Welcome to Tennis Elbow, the column that looks back on the week that was in the world of tennis. This week, Charles Blouin-Gascon recaps quite the season for an overlooked player.
Carla Suarez Navarro’s Season
Her WTA Tour webpage says that Carla Suarez Navarro stands five-foot-four and, for having interviewed her twice, she can’t possibly be much taller.
Yet, she is ranked at No. 8 this morning after losing in the 2015 BNL Internazionali d’Italia final against Maria Sharapova by the score of 4-6, 7-5 and 6-1. That ranking is already quite the progression from the No. 18 echelon she reached at end of the 2014 season and for that, she can thank her performances in 2015.
Indeed, the small one is having quite the large season on the WTA Tour. Suarez Navarro has remained busy in 2015, already competing in 11 tournaments, and she’s certainly made the most of it: after her loss in the Rome final, she now has qualified for the quarterfinals or better at 10 of the 11 events, amassing over $1,273,672 in the process. If the 26-year-old keeps winning at this pace, a spot in Singapore for the year-end WTA Finals seems all but assured.
She’s currently 12-7 against seeded players in 2015, another reason why her season has been amazing. What is amazing, too, is that as far as I can tell there isn’t much fanfare about the kind of tennis the Spaniard is playing. (Maybe there is in Spain, but I can’t speak Spanish and I wouldn’t know.)
Maybe it’s because despite all the excellence, Suarez Navarro isn’t winning the tournaments. She has progressed so far in the draw of so many tournaments, but still hasn’t won in 2015. Maybe that’s why, but that would overlook the fact that she has lost finals against Andrea Petkovic, Maria Sharapova and Serena Williams, who aren’t exactly novice players on the WTA Tour.
Suarez Navarro isn’t winning tournaments and, in that respect, she’s pretty much like the vast majority on players on tour: much is made about the dominance of Rafael Nadal, Roger Federer and Novak Djokovic in the past decade on the ATP World Tour, but only a rare few players actually win tournaments in the WTA too. That’s the nature of tennis anyway—you battle an opponent only for the right, if you win, to repeat it all again the next day and against a new opponent.
In tennis, you’re much more likely not to win the events you do compete in.

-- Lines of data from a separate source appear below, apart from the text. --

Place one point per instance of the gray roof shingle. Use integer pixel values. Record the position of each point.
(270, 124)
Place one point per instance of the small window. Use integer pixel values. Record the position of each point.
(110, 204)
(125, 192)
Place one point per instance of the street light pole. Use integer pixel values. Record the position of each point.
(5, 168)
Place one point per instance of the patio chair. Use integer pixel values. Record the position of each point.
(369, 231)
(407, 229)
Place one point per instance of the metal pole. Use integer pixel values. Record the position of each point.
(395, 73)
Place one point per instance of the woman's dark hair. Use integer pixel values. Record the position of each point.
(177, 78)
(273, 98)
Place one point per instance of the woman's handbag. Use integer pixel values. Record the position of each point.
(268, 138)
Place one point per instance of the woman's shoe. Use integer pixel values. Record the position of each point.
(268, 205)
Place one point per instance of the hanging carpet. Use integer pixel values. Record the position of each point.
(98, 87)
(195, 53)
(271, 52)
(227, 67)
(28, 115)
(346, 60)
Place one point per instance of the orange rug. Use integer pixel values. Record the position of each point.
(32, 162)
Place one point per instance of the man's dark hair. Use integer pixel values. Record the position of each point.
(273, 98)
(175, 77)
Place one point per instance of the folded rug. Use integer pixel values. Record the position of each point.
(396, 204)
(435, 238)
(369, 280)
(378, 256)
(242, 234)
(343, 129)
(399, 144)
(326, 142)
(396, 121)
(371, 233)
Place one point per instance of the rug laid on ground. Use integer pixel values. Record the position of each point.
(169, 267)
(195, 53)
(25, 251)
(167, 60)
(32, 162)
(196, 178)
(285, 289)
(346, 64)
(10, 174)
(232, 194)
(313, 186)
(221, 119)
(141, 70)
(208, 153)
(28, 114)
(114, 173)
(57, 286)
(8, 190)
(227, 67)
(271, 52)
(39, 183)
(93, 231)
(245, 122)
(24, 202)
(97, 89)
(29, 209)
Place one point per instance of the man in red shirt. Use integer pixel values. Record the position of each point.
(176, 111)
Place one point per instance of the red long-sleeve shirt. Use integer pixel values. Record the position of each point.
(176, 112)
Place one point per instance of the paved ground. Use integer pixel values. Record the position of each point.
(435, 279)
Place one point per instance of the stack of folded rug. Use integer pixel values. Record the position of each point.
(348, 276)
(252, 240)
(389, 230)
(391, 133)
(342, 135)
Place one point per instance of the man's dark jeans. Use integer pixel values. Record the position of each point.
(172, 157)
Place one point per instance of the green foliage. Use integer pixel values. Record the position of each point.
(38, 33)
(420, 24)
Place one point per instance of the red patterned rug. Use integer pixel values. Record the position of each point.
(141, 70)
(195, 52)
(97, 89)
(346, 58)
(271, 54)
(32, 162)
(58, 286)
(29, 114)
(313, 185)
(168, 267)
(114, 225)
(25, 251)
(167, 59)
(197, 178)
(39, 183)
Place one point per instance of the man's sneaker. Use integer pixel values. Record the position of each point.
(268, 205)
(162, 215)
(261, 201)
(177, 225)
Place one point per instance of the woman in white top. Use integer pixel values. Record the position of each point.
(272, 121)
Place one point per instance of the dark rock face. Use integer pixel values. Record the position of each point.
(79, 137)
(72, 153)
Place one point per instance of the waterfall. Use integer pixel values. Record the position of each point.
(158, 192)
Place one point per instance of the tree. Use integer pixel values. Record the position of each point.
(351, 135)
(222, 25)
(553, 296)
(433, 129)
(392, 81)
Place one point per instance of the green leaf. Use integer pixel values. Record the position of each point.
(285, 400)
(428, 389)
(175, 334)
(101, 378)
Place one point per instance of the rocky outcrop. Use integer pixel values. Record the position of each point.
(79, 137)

That doesn’t mean you’re not good enough.
Or maybe it’s not that she isn’t winning tournaments, but the fact that she couldn’t win at the big one. Remember that one tournament where Suarez Navarro couldn’t qualify for the quarterfinals? It happened at the Australian Open early in January, where the Spaniard lost in the first round against a player named Carina Witthoeft; Suarez Navarro’s worst event in 2015 also happens to have been the year’s biggest, and maybe that’s been what has doomed her.
Whatever the reason, I hope this modest column can help shine a light on Suarez Navarro’s excellence. She’s small in stature, but plays an exciting brand of tennis with topspin-heavy groundstrokes, and many attacking shots and volleys. She is equally as compelling off the courts in interviews, when she used her broken English to delight reporters (…on her way to the quarterfinals!) in last summer’s Rogers Cup in Montreal.
Another big tournament starts at the end of this month, with the tennis world descending on the City of Paris. This year at the French Open, Suarez Navarro has quarterfinals points to defend from a year ago; she should be fine.